Ce qu’ils recopient ou reproduisent vaut pour le temps de l’expérience et ne peut-être assimilé. De la même façon, ce qui est appris sera immédiatement perdu, si bien que les enseignants constatent que l’apprentissage ne tient pas d’une séquence à l’autre. Par exemple, le processus par lequel ils peuvent recopier les mots mais ne peuvent pas se les approprier parce qu’ils les traitent comme un objet physique du monde extérieur sans en extraire le caractère symbolique, s’inscrit dans cette lignée et complique considérablement l’apprentissage de la lecture. En effet, s’il est difficile dans ces conditions d’extraire de la forme de la lettre son caractère symbolique, il devient difficile de mener à bien les opérations de sériation, de regroupement, de classification et de tri que nécessite la lecture car, comme nous le rappelle Berges344 J. (1994), la lecture implique de trier, de séparer pour ensuite réunir mais aussi exclure, puisque pour lire, on se doit d’omettre, d’exclure certaines lettres pour accéder au sens. Dans ce contexte où une perception s’efface dés qu’apparaît une autre perception, faute d’un investissement suffisant des traces liées à l’inscription précédente, il est difficile de se passer d’avoir l’objet sous les yeux pour le constituer présent à l’intérieur.

La méthode d’apprentissage de la lecture utilisée dans ce contexte n’est évidemment pas sans effet sur le résultat attendu. A Graffiti, après avoir utilisée la méthode Gattegno, développée dans un cadre clinique et psychopathologique par l’équipe de Berges J. (1994) et qui repose sur le principe d’une association entre la phonologie et les couleurs, nous envisageons maintenant de nous appuyer de façon complémentaire sur une autre méthode : "La Planète des Alphas", qui propose des lettres sous formes de petits personnages disponibles au toucher et à la manipulation, le tout s'inscrivant dans un contexte narratif très stimulant.

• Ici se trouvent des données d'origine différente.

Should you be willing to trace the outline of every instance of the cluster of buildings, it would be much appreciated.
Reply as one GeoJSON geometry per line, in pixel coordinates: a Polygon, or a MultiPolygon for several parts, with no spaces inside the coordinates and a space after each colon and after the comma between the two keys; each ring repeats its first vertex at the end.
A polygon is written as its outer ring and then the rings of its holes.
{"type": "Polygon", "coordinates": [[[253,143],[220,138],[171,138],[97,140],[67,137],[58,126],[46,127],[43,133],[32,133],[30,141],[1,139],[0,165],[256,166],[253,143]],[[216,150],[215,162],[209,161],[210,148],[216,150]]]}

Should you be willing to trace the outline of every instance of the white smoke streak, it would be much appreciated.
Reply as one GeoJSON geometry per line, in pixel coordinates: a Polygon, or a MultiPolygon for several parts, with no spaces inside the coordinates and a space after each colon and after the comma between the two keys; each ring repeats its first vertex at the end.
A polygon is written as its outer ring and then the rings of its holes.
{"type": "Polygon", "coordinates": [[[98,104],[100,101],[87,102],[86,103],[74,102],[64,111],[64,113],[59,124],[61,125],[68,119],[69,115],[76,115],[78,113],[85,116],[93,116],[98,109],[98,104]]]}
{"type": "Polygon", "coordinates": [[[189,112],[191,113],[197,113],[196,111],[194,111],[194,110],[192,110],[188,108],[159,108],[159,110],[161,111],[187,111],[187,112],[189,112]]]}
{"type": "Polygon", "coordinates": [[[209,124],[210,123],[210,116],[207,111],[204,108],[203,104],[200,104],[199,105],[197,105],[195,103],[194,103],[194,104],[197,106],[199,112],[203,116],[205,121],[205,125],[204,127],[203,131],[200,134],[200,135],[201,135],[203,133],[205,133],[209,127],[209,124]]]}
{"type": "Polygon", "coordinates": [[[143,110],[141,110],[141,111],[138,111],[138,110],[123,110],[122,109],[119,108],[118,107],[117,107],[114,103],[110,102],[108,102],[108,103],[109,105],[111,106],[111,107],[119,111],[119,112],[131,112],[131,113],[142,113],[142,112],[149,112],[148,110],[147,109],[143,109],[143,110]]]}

Il serait possible de multiplier les exemples de situations où cette forme d'altération des processus de pensée fait obstacle aux apprentissages et où, la créativité des soignants intervient pour aider l'enfant à dépasser ses angoisses et accepter qu'une part de l'objet échappe à son contrôle pour ouvrir un espace à l'intérieur duquel pourra prendre place le travail de transformation psychique indispensable à tout apprentissage. Il suffira d'évoquer pour conclure que la narrativité déroulera le fil conducteur des propositions institutionnelles, pour éviter d'exposer l'enfant à un objet qui se dérobe, et où l'importance donnée aux aspects perceptifs joue comme une façon de maîtriser le temps.

Notes
342.

Bion W.R. (1962/1979), Aux sources de l'expérience, Paris, PUF. Voir également : Geissmann N. (2001) Découvrir Bion, explorateur de la pensée, Paris, Eres.

343.

Szwec G. (2004), "Les procédés autocalmants en psychosomatique et en psychiatrie de l'enfant", Neuropsychiatrie de l'enfance et de l'adolescence, Le corps dans la pensée, la pensée dans le corps, Vol 52, 6, p. 410-413.

344.

Berges J. (1994), "La lettre et les non-lecteurs", Des enfants hors du lire, in Prénéron, Meljac, Netchine, Paris, Bayard Edition, 1995, p. 345-351.